DataPoints: The Building Blocks of Knowledge Graphs

Overview

In cognee, a DataPoint is the core building block of a knowledge graph. Each DataPoint type defines both nodes (entities) and their connections (relationships), providing a structured way to model real-world information.

Think of it as a smart container that represents entities and automatically handles their relationships with other entities. Each DataPoint carries its own metadata, relationships, and embedding capabilities.
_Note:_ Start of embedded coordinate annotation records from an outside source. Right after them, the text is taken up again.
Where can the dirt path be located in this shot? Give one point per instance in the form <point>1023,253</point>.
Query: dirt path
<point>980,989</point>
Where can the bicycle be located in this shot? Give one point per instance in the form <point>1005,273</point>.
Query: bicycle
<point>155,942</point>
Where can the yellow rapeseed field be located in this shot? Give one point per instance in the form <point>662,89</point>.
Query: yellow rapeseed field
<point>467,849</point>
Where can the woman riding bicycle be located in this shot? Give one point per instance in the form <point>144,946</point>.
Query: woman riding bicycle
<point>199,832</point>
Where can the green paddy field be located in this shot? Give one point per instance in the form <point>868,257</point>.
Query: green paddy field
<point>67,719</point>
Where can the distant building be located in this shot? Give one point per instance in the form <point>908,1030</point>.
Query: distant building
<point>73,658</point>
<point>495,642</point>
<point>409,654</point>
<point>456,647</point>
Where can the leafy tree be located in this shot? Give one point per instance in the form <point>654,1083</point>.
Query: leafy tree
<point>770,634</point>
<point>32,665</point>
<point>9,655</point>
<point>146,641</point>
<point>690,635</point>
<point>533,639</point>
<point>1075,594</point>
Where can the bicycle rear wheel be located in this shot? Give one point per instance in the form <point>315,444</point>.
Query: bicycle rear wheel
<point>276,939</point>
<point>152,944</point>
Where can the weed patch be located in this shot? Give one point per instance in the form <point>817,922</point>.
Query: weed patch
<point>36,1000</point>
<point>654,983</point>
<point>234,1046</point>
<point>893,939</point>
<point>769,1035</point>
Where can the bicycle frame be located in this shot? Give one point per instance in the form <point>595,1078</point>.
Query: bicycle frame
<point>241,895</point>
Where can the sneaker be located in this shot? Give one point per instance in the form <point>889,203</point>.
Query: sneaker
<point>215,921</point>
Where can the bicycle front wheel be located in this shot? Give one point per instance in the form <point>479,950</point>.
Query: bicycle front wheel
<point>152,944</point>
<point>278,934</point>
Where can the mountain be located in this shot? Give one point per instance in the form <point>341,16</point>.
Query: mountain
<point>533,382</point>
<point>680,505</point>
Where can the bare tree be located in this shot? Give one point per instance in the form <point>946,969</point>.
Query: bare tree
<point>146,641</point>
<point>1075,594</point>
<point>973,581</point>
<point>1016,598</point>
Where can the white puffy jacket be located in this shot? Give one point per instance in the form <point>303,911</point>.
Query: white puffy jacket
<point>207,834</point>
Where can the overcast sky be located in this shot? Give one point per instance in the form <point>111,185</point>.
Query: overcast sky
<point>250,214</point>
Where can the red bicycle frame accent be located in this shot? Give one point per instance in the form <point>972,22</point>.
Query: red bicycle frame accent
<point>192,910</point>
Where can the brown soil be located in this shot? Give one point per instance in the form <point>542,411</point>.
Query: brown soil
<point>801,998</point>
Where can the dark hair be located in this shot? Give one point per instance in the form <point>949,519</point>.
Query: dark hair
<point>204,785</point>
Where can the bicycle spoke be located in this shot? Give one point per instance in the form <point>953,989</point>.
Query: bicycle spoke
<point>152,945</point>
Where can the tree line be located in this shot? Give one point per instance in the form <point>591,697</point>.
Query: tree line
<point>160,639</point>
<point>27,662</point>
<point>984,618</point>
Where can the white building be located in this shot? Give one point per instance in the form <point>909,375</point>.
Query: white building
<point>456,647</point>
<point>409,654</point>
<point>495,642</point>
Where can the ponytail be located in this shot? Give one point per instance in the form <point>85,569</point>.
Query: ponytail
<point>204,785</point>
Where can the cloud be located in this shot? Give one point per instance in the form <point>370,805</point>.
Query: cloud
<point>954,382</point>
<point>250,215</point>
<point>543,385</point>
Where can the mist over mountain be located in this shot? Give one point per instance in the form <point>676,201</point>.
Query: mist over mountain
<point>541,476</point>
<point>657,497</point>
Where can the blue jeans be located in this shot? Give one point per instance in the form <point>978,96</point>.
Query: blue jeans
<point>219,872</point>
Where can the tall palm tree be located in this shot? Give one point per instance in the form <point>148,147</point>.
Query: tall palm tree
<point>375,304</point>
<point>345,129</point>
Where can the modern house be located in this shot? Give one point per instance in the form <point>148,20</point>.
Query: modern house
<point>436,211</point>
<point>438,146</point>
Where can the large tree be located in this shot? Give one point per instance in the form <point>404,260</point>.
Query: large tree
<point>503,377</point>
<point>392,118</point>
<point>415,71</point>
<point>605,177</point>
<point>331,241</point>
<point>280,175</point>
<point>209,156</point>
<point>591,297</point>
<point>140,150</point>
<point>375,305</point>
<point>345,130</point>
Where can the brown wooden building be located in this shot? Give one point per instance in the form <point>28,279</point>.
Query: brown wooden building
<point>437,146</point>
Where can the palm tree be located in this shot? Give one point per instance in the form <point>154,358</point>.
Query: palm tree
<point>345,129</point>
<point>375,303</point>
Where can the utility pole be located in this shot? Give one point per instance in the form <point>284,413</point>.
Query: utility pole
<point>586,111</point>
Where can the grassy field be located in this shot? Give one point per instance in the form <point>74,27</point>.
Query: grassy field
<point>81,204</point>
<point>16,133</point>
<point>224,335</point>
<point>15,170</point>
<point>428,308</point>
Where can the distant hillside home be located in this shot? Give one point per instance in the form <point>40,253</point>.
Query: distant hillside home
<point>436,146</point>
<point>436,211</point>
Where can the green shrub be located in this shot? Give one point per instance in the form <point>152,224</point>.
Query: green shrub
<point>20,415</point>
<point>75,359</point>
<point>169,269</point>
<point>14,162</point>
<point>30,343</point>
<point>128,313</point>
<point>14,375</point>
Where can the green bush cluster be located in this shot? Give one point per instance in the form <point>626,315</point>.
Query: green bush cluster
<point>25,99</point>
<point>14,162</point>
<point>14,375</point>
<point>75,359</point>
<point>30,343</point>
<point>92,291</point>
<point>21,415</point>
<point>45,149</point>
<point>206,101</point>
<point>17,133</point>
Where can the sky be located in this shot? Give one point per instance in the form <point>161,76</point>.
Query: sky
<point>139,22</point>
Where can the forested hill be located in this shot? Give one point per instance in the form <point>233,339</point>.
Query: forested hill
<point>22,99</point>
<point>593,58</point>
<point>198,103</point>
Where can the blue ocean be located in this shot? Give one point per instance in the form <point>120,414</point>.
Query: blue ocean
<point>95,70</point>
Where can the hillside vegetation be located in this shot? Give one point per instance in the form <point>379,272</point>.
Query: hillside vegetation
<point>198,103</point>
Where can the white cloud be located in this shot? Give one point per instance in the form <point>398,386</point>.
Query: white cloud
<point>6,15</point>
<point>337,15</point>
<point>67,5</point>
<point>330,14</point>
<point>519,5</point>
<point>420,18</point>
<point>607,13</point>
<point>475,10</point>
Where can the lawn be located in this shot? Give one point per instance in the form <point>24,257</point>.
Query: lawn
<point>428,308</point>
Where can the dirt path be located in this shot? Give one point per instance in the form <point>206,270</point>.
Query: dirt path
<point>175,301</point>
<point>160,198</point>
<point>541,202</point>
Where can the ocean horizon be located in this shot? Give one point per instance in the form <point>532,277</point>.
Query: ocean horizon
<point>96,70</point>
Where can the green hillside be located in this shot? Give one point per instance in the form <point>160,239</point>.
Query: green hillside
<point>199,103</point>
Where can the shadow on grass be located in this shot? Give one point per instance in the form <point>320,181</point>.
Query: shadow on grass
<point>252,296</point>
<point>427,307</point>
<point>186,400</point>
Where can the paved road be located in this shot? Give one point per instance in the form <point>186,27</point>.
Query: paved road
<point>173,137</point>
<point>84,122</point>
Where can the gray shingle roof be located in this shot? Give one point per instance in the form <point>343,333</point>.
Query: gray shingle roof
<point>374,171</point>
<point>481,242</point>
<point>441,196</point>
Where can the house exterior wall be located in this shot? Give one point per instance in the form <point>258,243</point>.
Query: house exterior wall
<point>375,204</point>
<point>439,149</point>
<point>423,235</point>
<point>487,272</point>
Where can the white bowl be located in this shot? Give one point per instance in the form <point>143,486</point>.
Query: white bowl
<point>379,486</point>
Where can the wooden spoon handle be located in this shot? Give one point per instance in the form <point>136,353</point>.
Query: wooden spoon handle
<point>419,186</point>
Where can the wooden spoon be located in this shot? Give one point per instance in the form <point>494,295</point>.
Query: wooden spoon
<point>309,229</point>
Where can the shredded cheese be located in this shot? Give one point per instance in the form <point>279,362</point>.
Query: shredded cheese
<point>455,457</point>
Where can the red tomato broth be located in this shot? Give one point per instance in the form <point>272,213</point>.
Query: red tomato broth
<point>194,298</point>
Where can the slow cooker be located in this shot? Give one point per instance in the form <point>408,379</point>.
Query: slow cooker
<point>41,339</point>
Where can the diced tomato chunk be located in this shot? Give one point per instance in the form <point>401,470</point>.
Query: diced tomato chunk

This makes it easy to store, query, and expand knowledge dynamically, without needing to rely on rigid database schemas.

Core DataPoint Structure

Core Concept

Nodes (Entities): Each DataPoint instance becomes a node in the knowledge graph
Edges (Relationships): The fields within DataPoints define connections to other DataPoints
Automatic Graph Formation: When you create DataPoint instances, they automatically form an interconnected graph

Base DataPoint Structure

Every DataPoint in cognee is built on a common foundation:


class DataPoint(BaseModel):
    id: UUID                                    # Unique identifier
    created_at: int                            # Creation timestamp 
    updated_at: int                            # Last update timestamp 
    ontology_valid: bool = False               # Validation status via ontology
    version: int = 1                           # Version number for tracking changes
    topological_rank: Optional[int] = 0        # Graph ordering rank
    metadata: Optional[MetaData] = {"index_fields": []}  # Indexing and embedding configuration
    type: str                                  # Automatically set to class name
    belongs_to_set: Optional[List["DataPoint"]] = None  # Set membership

Key Properties

Unique Identity: Every DataPoint has a UUID for precise identification
Versioning: Built-in version tracking with automatic timestamp updates
Self-Describing: The type field automatically reflects the DataPoint’s class name
Metadata-Driven: The metadata field controls how the DataPoint is indexed and embedded
Graph-Aware: Can be part of larger node sets and maintain topological relationships

How DataPoints Work

1. Creating Custom DataPoints

DataPoints are designed to be extended for specific use cases:


from cognee.low_level import DataPoint
 
class Person(DataPoint):
    name: str
    age: int
    metadata: dict = {"index_fields": ["name"]}  # Name will be embedded/indexed
 
class Company(DataPoint):
    name: str
    employees: list[Person]  # Relationships to other DataPoints
    metadata: dict = {"index_fields": ["name"]}

2. Embedding and Indexing

The metadata["index_fields"] configuration determines which fields get embedded for semantic search:

Embeddable Data: Fields listed in index_fields are processed for vector embeddings
Automatic Indexing: When DataPoints are stored, specified fields are automatically indexed
Search Optimization: Indexed fields enable fast semantic and vector-based retrieval

3. Relationships and Graph Structure

DataPoints can reference other DataPoints, creating a rich knowledge graph:


class Department(DataPoint):
    name: str
    employees: list[Person]  # List of Person DataPoints
 
class Company(DataPoint):
    name: str
    departments: list[Department]  # Nested DataPoint relationships

Role in the cognee System

1. Data Ingestion Pipeline


Raw Data → DataPoint Creation → Graph Conversion → Storage → Indexing

Input Processing: Raw data (documents, code, JSON) is converted into specific DataPoint types
Graph Generation: DataPoints and their relationships are converted to nodes and edges
Storage: DataPoints are stored in the graph database
Vector Indexing: Embeddable fields are indexed in the vector database for search

2. Knowledge Graph Foundation

DataPoints serve as the nodes in cognee’s knowledge graph:

Each DataPoint becomes a node with its properties
Relationships between DataPoints become edges
The graph structure enables complex queries and reasoning

3. Search and Retrieval

DataPoints enable multiple search strategies:

Semantic Search: Through embedded index_fields
Graph Traversal: Following relationships between DataPoints
Hybrid Queries: Combining vector similarity with graph structure

Adding DataPoints to the Graph

The add_data_points function transforms structured data into a fully indexed, queryable knowledge graph:


import cognee
 
# Create DataPoint instances
data_points = [alice, book, park, purchase_event, reading_event]
 
# Add to the knowledge graph
await cognee.add_data_points(data_points)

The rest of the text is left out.